Se dice que el valor sagrado de las obras está en el origen del poder de consagración que permite a los artistas reconocer y ser reconocidos por sus obras. El músico debe desprenderse de la ilusión de la fama, y vincularse al culto que lo vincula al juego: tocar por el gusto de hacerlo. Pero sin olvidar que esta ilusión de la fama formará parte de su realidad, y de la cual, se tratarán de desprender en un futuro no muy lejano. Porque Los Llévame ya están ahí.
El vaho de la “des-generación” emerge de las alcantarillas, en los suelos de la Ciudad de las Peñas, donde los otomíes jugaban al gran juego de la pelota, y que hoy urden percusiones con los pies conchados en los charcos de agua cenagosa, con máscaras de guerreros ebrios por la savia del maguey. Música “Pank” que augura la reencarnación del dios “Yo Khwa” (Dos Conejo), deidad del pulque, es la de estos guías o llevadores de la cadencia, que rememoran la borrachera prehispánica de un pueblo que entregó las rocas pero no el espíritu; por eso aún baila, se despierta, se arrebata cada que alguien en este plano o en cualquier otro, reproduce un track de Los Llévame.

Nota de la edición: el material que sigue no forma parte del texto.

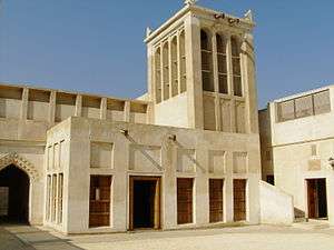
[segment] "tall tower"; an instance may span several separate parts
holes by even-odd
[[[258,133],[252,12],[185,3],[145,40],[155,123]]]

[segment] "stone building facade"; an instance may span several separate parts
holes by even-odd
[[[0,217],[63,233],[259,223],[253,28],[189,1],[148,29],[137,100],[1,84]]]
[[[334,87],[328,86],[274,100],[259,111],[263,179],[294,197],[296,217],[331,224],[333,107]]]

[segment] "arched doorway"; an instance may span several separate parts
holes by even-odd
[[[28,222],[29,186],[29,176],[14,164],[0,170],[0,222]]]

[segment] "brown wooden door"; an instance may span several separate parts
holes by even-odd
[[[307,209],[308,209],[308,218],[316,218],[316,182],[315,180],[307,180]]]
[[[110,226],[110,176],[91,176],[89,194],[89,227]]]
[[[246,220],[246,180],[233,180],[234,221]]]
[[[209,180],[209,221],[223,221],[223,183],[222,179]]]
[[[140,188],[140,186],[143,187]],[[138,196],[141,197],[141,200],[138,200]],[[129,204],[129,230],[138,228],[159,229],[160,177],[130,177]],[[138,223],[138,219],[143,223]]]
[[[193,222],[193,186],[190,178],[177,179],[177,223]]]

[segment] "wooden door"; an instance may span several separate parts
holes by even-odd
[[[129,230],[135,230],[135,181],[150,183],[150,196],[146,201],[150,207],[149,218],[153,221],[153,229],[160,229],[160,177],[130,177],[129,181]]]
[[[317,217],[317,192],[316,180],[307,180],[307,210],[308,218],[314,219]]]
[[[110,176],[91,176],[89,194],[89,227],[110,226]]]
[[[193,223],[193,186],[190,178],[177,179],[177,223]]]
[[[233,180],[234,221],[246,220],[246,180]]]
[[[223,221],[223,183],[222,179],[209,180],[209,221]]]

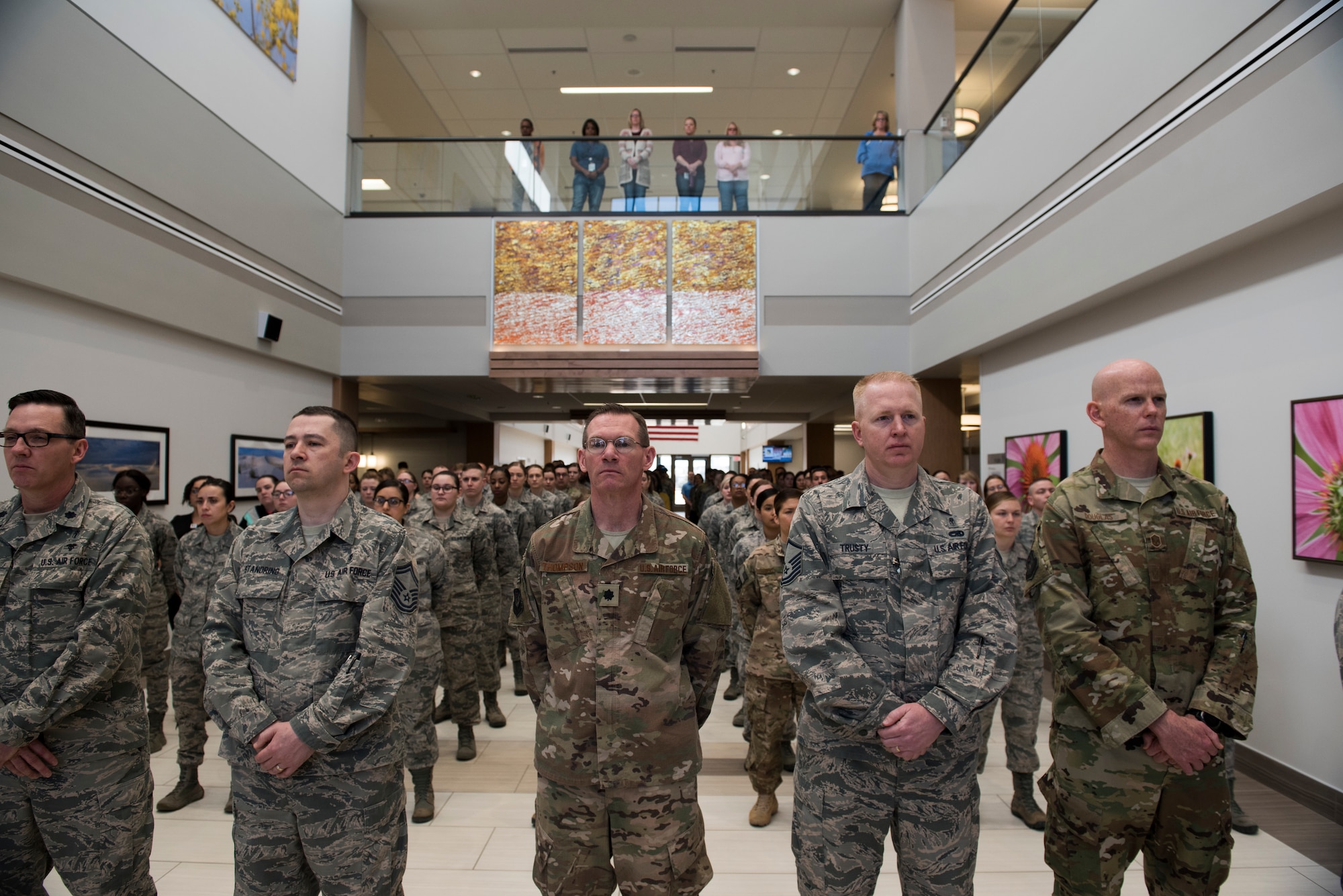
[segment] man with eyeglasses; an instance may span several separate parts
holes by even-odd
[[[545,896],[698,893],[713,877],[697,775],[732,612],[704,533],[642,498],[643,417],[594,410],[591,498],[537,531],[512,622],[536,706]]]
[[[406,530],[349,490],[357,437],[336,408],[294,414],[283,463],[298,504],[236,537],[211,596],[205,708],[232,767],[238,893],[402,889],[396,697],[420,587]]]
[[[498,642],[504,637],[504,625],[508,613],[508,597],[517,587],[517,578],[521,571],[518,566],[517,534],[513,523],[493,499],[485,496],[485,468],[481,464],[470,463],[462,468],[462,499],[457,503],[457,512],[473,518],[483,526],[494,541],[494,569],[498,574],[497,590],[490,594],[481,594],[481,636],[477,640],[475,684],[481,688],[485,700],[485,720],[492,728],[502,728],[508,724],[504,711],[500,708],[500,657]]]
[[[89,451],[74,398],[9,400],[0,507],[0,888],[148,896],[153,779],[140,628],[149,537],[75,471]]]

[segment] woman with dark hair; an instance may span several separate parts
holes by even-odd
[[[569,165],[573,166],[573,212],[583,211],[587,201],[590,212],[602,211],[602,193],[606,192],[606,169],[611,165],[611,153],[606,144],[595,139],[602,133],[596,121],[583,122],[583,139],[569,146]]]
[[[215,582],[228,563],[234,539],[242,528],[234,523],[234,484],[205,476],[196,487],[200,524],[177,543],[175,582],[181,594],[173,629],[169,669],[172,708],[177,719],[177,785],[158,801],[158,811],[177,811],[205,795],[197,771],[205,761],[205,669],[201,630]]]
[[[373,492],[373,510],[406,526],[411,492],[400,479],[384,479]],[[438,731],[434,728],[434,689],[443,673],[443,644],[439,640],[435,604],[447,600],[447,557],[438,539],[416,526],[406,526],[406,546],[420,583],[415,608],[415,661],[402,684],[402,734],[406,738],[406,767],[415,785],[411,821],[422,825],[434,820],[434,763],[438,762]]]
[[[189,514],[179,514],[172,518],[172,530],[177,533],[177,538],[181,538],[191,530],[200,526],[200,512],[196,510],[196,490],[200,488],[200,483],[210,479],[210,476],[192,476],[187,483],[185,488],[181,490],[181,503],[191,507]]]

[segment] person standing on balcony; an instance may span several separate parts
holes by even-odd
[[[751,144],[741,139],[737,122],[728,122],[728,138],[713,148],[713,164],[719,169],[719,208],[731,212],[735,203],[739,212],[748,211],[747,188],[751,186],[751,176],[747,174],[747,166],[751,165]]]
[[[866,137],[890,137],[890,115],[877,110],[872,117],[872,130]],[[858,142],[858,164],[862,165],[862,211],[880,212],[886,188],[896,180],[900,162],[900,144],[894,139],[864,139]]]
[[[638,109],[630,110],[630,126],[620,129],[620,137],[653,137],[653,131],[643,126],[643,113]],[[645,209],[643,197],[647,194],[649,186],[653,185],[653,172],[649,169],[650,156],[653,156],[651,139],[620,141],[620,186],[624,189],[626,212]]]
[[[573,141],[569,148],[569,165],[573,166],[573,212],[583,211],[587,201],[590,212],[602,211],[602,193],[606,192],[606,169],[611,165],[611,153],[606,144],[595,139],[602,129],[596,121],[583,122],[583,139]]]
[[[532,119],[524,118],[518,126],[517,131],[522,134],[522,149],[526,150],[526,157],[532,160],[532,168],[535,169],[533,177],[541,177],[541,169],[545,168],[545,144],[539,139],[529,139],[532,137]],[[510,172],[513,176],[513,211],[521,212],[522,204],[526,203],[526,211],[535,212],[536,203],[526,193],[526,188],[522,181],[518,180],[517,172]]]
[[[690,115],[685,118],[685,139],[672,144],[676,157],[676,192],[681,197],[677,211],[698,212],[700,197],[704,196],[704,162],[709,149],[702,139],[694,137],[698,122]],[[693,139],[692,139],[693,138]]]

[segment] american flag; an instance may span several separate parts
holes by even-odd
[[[649,441],[700,441],[700,428],[653,424],[649,427]]]

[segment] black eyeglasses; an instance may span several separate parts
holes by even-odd
[[[642,441],[635,441],[635,440],[630,439],[629,436],[620,436],[619,439],[612,439],[610,441],[607,441],[606,439],[598,439],[596,436],[594,436],[592,439],[587,440],[587,445],[586,447],[594,455],[600,455],[603,451],[606,451],[607,445],[614,445],[615,449],[616,449],[616,452],[619,452],[622,455],[627,455],[627,453],[630,453],[631,451],[634,451],[635,448],[639,448],[639,447],[643,447],[643,448],[647,447]]]
[[[23,439],[23,444],[30,448],[46,448],[51,444],[52,439],[79,440],[83,439],[83,436],[67,436],[60,432],[42,432],[40,429],[31,429],[28,432],[11,432],[7,429],[3,435],[4,447],[13,448],[19,444],[20,439]]]

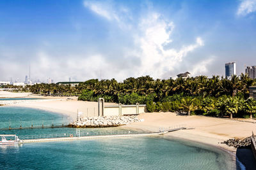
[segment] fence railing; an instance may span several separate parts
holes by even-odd
[[[19,138],[21,140],[28,139],[51,139],[51,138],[72,138],[72,137],[84,137],[84,136],[109,136],[109,135],[122,135],[122,134],[148,134],[150,132],[144,131],[113,131],[104,132],[80,132],[78,131],[76,133],[63,133],[63,134],[35,134],[19,136]]]

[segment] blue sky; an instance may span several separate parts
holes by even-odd
[[[1,1],[0,81],[225,74],[256,65],[256,0]]]

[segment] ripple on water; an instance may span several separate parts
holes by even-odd
[[[34,113],[29,111],[24,115]],[[52,113],[44,114],[51,116]],[[120,128],[81,130],[109,129]],[[13,132],[31,134],[68,131],[76,129],[27,129]],[[227,154],[217,148],[157,137],[28,143],[0,148],[0,169],[233,169],[230,161]]]

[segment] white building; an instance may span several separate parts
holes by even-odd
[[[16,86],[25,86],[25,83],[22,82],[13,83],[13,85]]]
[[[236,62],[228,62],[225,64],[225,76],[230,78],[232,75],[236,74]]]

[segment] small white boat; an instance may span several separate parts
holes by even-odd
[[[6,139],[6,137],[10,138],[10,140]],[[19,145],[23,143],[15,134],[0,134],[0,145]]]

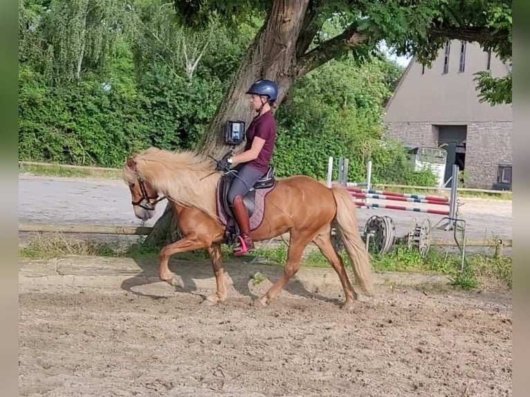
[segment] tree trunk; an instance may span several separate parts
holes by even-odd
[[[228,120],[242,120],[246,128],[255,116],[245,93],[260,78],[278,84],[281,103],[296,77],[296,43],[309,0],[276,0],[264,26],[249,46],[232,82],[210,123],[199,149],[219,158],[228,151],[224,129]]]
[[[208,132],[199,142],[201,152],[219,158],[228,150],[224,142],[228,120],[244,121],[248,127],[255,113],[249,95],[245,93],[256,80],[265,78],[277,82],[277,102],[282,102],[295,78],[300,75],[296,67],[297,41],[309,3],[309,0],[274,1],[264,26],[247,49]],[[165,244],[168,237],[174,235],[175,225],[174,214],[166,209],[147,241]]]

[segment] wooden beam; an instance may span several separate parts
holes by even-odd
[[[152,230],[152,228],[147,226],[112,226],[90,223],[19,223],[19,232],[145,235]]]

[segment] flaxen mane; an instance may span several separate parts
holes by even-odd
[[[195,207],[219,220],[215,207],[217,183],[221,172],[214,172],[212,161],[190,151],[150,147],[133,157],[140,176],[159,193],[185,207]],[[127,163],[123,176],[129,183],[136,180]]]

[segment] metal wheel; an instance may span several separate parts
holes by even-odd
[[[364,230],[367,250],[380,255],[387,253],[394,244],[395,230],[394,221],[390,216],[370,216]]]
[[[407,248],[409,250],[412,250],[412,247],[415,246],[414,236],[416,233],[416,228],[418,227],[418,221],[416,218],[413,218],[410,221],[410,228],[409,228],[408,233],[407,233]]]

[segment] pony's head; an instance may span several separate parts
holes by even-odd
[[[142,221],[150,219],[154,215],[155,206],[160,201],[156,190],[138,172],[136,155],[127,157],[123,165],[123,179],[131,191],[134,214]]]

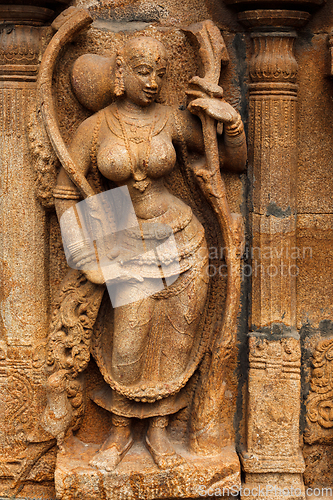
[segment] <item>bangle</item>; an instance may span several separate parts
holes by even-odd
[[[236,137],[237,135],[240,135],[242,132],[244,132],[244,125],[241,116],[238,115],[235,123],[231,125],[225,125],[224,130],[229,137]]]

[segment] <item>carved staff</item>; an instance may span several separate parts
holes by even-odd
[[[190,81],[188,94],[193,98],[222,98],[223,89],[218,85],[221,61],[228,62],[228,54],[219,29],[212,21],[196,23],[183,31],[196,44],[203,66],[203,77]],[[240,302],[240,259],[243,253],[244,228],[239,214],[230,212],[226,189],[220,174],[217,130],[215,120],[200,112],[205,145],[206,166],[194,169],[196,179],[216,213],[224,243],[228,249],[227,298],[223,321],[212,339],[211,362],[204,372],[196,391],[191,422],[191,448],[197,453],[219,453],[222,437],[220,414],[225,381],[224,366],[235,346],[236,322]]]
[[[93,19],[87,10],[75,7],[65,10],[53,21],[52,28],[57,32],[45,50],[37,80],[39,107],[47,134],[62,166],[84,198],[93,196],[96,193],[85,176],[78,171],[61,137],[53,104],[52,77],[61,49],[92,22]]]

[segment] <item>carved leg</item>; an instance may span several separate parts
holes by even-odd
[[[154,462],[160,469],[172,469],[184,462],[169,441],[167,426],[169,417],[153,417],[150,419],[146,443]]]
[[[110,435],[89,465],[108,472],[113,471],[133,444],[130,424],[130,418],[112,415]]]

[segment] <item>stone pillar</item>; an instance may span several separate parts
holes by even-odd
[[[255,2],[226,0],[253,8]],[[310,2],[311,3],[311,2]],[[318,3],[318,2],[315,2]],[[286,4],[286,5],[285,5]],[[296,328],[297,61],[295,29],[310,14],[243,10],[250,31],[249,222],[252,292],[244,498],[304,498],[300,449],[301,351]],[[274,7],[274,4],[273,4]],[[310,5],[308,4],[308,7]],[[313,7],[313,5],[312,5]],[[260,493],[259,487],[261,488]],[[253,490],[253,488],[255,488]],[[280,495],[280,496],[279,496]]]
[[[0,495],[20,489],[42,454],[32,444],[44,402],[33,354],[48,331],[48,235],[27,124],[53,16],[41,5],[0,6]]]

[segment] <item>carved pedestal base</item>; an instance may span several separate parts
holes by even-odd
[[[201,457],[184,449],[177,453],[185,463],[173,470],[160,470],[142,442],[133,445],[113,472],[88,465],[98,445],[77,438],[67,443],[65,454],[58,454],[55,483],[61,500],[155,500],[159,498],[199,498],[209,489],[240,488],[240,465],[232,447],[220,455]],[[225,490],[226,491],[226,490]],[[221,496],[220,495],[220,496]]]

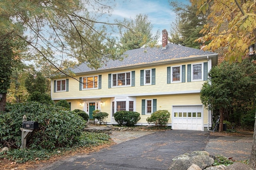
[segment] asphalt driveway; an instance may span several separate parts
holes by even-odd
[[[208,132],[156,131],[121,143],[99,152],[58,161],[42,170],[166,170],[174,157],[204,150]]]

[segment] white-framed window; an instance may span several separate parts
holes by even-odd
[[[85,77],[82,78],[83,89],[98,88],[98,76]]]
[[[175,66],[171,67],[172,74],[171,80],[172,82],[181,82],[181,66]]]
[[[134,101],[129,101],[129,111],[133,111],[133,104]]]
[[[56,80],[56,91],[65,91],[66,89],[66,80]]]
[[[112,86],[118,87],[124,86],[131,86],[131,72],[112,74]]]
[[[116,102],[116,111],[126,110],[126,101]]]
[[[151,84],[152,74],[151,69],[144,70],[144,84]]]
[[[128,96],[113,98],[112,99],[112,117],[117,111],[136,111],[136,99]]]
[[[202,63],[193,64],[191,67],[192,80],[203,80],[203,68]]]
[[[146,100],[146,114],[151,114],[153,113],[153,100],[152,99]]]

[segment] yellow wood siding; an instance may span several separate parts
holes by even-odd
[[[136,102],[136,111],[141,113],[142,100],[142,99],[157,99],[157,110],[167,110],[171,116],[168,122],[171,123],[172,107],[174,106],[196,106],[202,105],[200,100],[200,94],[175,94],[170,95],[157,96],[140,96],[137,97]],[[204,122],[207,124],[208,121],[208,111],[204,110]],[[139,123],[147,122],[146,119],[150,117],[150,115],[141,115]]]
[[[97,102],[99,104],[98,109],[102,111],[108,113],[106,121],[108,123],[111,122],[112,99],[117,97],[129,96],[133,97],[134,101],[135,111],[140,113],[141,119],[138,125],[147,123],[146,119],[150,115],[142,115],[142,100],[157,99],[157,110],[168,110],[171,114],[168,123],[172,123],[172,108],[173,106],[202,106],[200,98],[200,91],[204,81],[187,82],[188,64],[202,63],[207,62],[186,63],[174,64],[163,64],[155,67],[144,67],[141,68],[126,69],[118,71],[106,71],[106,72],[95,74],[85,74],[76,76],[76,79],[69,78],[69,91],[53,92],[53,81],[52,82],[52,97],[54,100],[66,100],[71,102],[71,109],[78,109],[84,110],[87,112],[86,102]],[[167,84],[167,67],[185,65],[185,82]],[[140,70],[152,68],[156,69],[155,85],[140,86]],[[108,88],[108,74],[118,74],[135,71],[135,86],[120,86]],[[79,90],[79,82],[77,80],[80,77],[102,75],[101,89],[92,89]],[[191,75],[192,76],[192,75]],[[203,70],[202,70],[202,78]],[[181,77],[181,79],[182,78]],[[58,79],[56,79],[58,80]],[[60,79],[58,79],[60,80]],[[111,80],[112,81],[112,80]],[[118,99],[117,100],[118,101]],[[128,101],[128,100],[127,100]],[[93,102],[92,102],[93,101]],[[102,104],[100,104],[102,102]],[[81,106],[80,103],[85,106]],[[128,108],[127,108],[127,110]],[[208,110],[204,108],[203,110],[203,123],[208,123]],[[204,125],[202,125],[204,126]]]
[[[202,61],[202,63],[203,61]],[[124,70],[118,72],[106,72],[100,74],[102,75],[102,89],[86,89],[79,90],[79,82],[77,80],[73,78],[69,78],[69,91],[53,92],[53,81],[52,82],[52,96],[54,100],[92,98],[93,97],[99,98],[102,97],[114,97],[117,95],[134,96],[140,95],[142,94],[147,94],[148,92],[154,93],[176,93],[177,92],[194,91],[200,91],[204,81],[197,81],[192,82],[187,82],[187,64],[190,63],[182,63],[180,65],[186,65],[186,82],[172,83],[170,84],[167,83],[167,67],[172,66],[172,65],[162,65],[154,67],[144,67],[140,69],[136,68],[132,70]],[[175,65],[177,65],[177,64]],[[140,84],[140,70],[146,70],[151,68],[156,68],[156,84],[144,85],[141,86]],[[126,72],[132,71],[135,71],[135,86],[121,86],[112,87],[108,88],[108,74]],[[97,76],[98,74],[85,74],[83,76]],[[202,75],[202,76],[203,76]],[[77,79],[79,79],[80,77],[75,76]],[[182,93],[182,92],[181,92]]]

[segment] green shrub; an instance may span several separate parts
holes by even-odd
[[[115,113],[115,120],[120,126],[134,126],[140,119],[140,114],[135,111],[118,111]]]
[[[154,123],[157,126],[165,126],[168,122],[170,114],[167,110],[159,110],[151,114],[146,120],[149,123]]]
[[[92,111],[92,117],[94,119],[97,119],[101,125],[102,123],[105,124],[105,119],[108,117],[108,113],[106,112],[102,112],[100,110],[95,110]]]
[[[8,104],[0,114],[0,147],[19,148],[23,115],[38,122],[39,129],[27,139],[27,147],[51,149],[72,146],[79,141],[85,127],[80,116],[62,107],[36,102]]]
[[[72,147],[58,148],[54,149],[36,149],[26,148],[11,149],[9,151],[0,152],[0,159],[4,158],[17,163],[30,161],[47,160],[52,156],[65,154],[66,151],[76,150],[78,147],[90,147],[110,143],[110,136],[104,133],[83,132],[79,137],[79,142]]]
[[[86,122],[89,119],[89,115],[86,113],[84,111],[80,111],[77,112],[77,114],[82,117],[82,118]]]
[[[54,104],[54,102],[49,95],[46,93],[42,93],[39,92],[35,92],[30,95],[28,98],[28,101],[37,102],[46,104]]]
[[[55,105],[63,107],[64,108],[67,109],[68,110],[70,109],[70,107],[68,103],[68,102],[66,100],[60,100],[55,104]]]

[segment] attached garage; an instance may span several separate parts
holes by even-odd
[[[202,106],[174,106],[172,128],[203,131],[203,113]]]

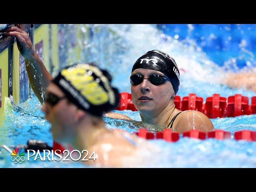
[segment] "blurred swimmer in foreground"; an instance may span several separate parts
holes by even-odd
[[[115,109],[119,100],[118,91],[111,81],[106,71],[92,64],[66,68],[49,84],[42,109],[51,124],[55,141],[67,148],[71,144],[80,152],[86,149],[89,154],[95,151],[97,159],[89,159],[88,163],[136,166],[140,160],[145,160],[140,150],[158,149],[135,134],[105,127],[102,115]]]
[[[45,96],[42,92],[46,90],[52,77],[35,52],[26,32],[16,26],[4,31],[4,35],[17,38],[30,82],[42,104]],[[133,66],[130,80],[132,101],[142,121],[116,113],[109,112],[106,116],[131,121],[139,127],[158,125],[162,129],[168,127],[180,133],[190,129],[208,132],[214,129],[211,121],[202,113],[192,110],[182,112],[175,108],[174,98],[178,90],[180,72],[174,60],[167,54],[153,50],[140,57]]]
[[[232,88],[244,88],[256,92],[256,74],[255,73],[230,73],[223,79],[223,82]]]

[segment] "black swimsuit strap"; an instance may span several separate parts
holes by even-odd
[[[182,112],[182,111],[181,112],[180,112],[179,113],[176,114],[176,115],[175,115],[175,116],[174,116],[174,117],[172,118],[172,120],[171,122],[170,122],[170,123],[168,125],[168,126],[167,126],[168,128],[172,128],[172,125],[173,124],[173,122],[174,122],[174,120],[175,120],[175,118],[176,118],[177,117],[177,116],[178,116],[178,115],[181,112]],[[169,127],[169,126],[170,125],[171,126],[170,127]]]

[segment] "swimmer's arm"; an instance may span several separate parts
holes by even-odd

Los Llévame es una banda de Querétaro, México, que emerge de la tradición musical, la gráfica y el humor azteca, en yuxtaposición con ritmos contemporáneos. La banda tiene una trayectoria de más de ocho años de experiencia, compartiendo escenarios con artistas de talla internacional, siendo bien recibidos en países como Guatemala, Argentina, Colombia y Reino Unido. Los Llévame van rescatando tradiciones y símbolos que se ven plasmados en la lírica de sus canciones, son juglares a la inversa: en su música está el sentir y no el ver. La eufonía de Los Llévame —llámese rock o tragicomedia mexicana (a lo José Agustín)— no sólo expresa los contenidos jocosos de épocas determinadas, sino que sirve de impulso generador a nuevas tendencias musicales, las que ordenándose en el tiempo, arpegian del modo más objetivo las tradiciones de los pueblos, sus máscaras, sus vinculaciones con el pasado, sus exigencias presentes y sus necesidades sonoras para el futuro.
Porque la poesía, el baile y la música lo demandan para sí, Los Llévame son una forma de perfección alcanzada por la vida, en los momentos de su más plena intensidad.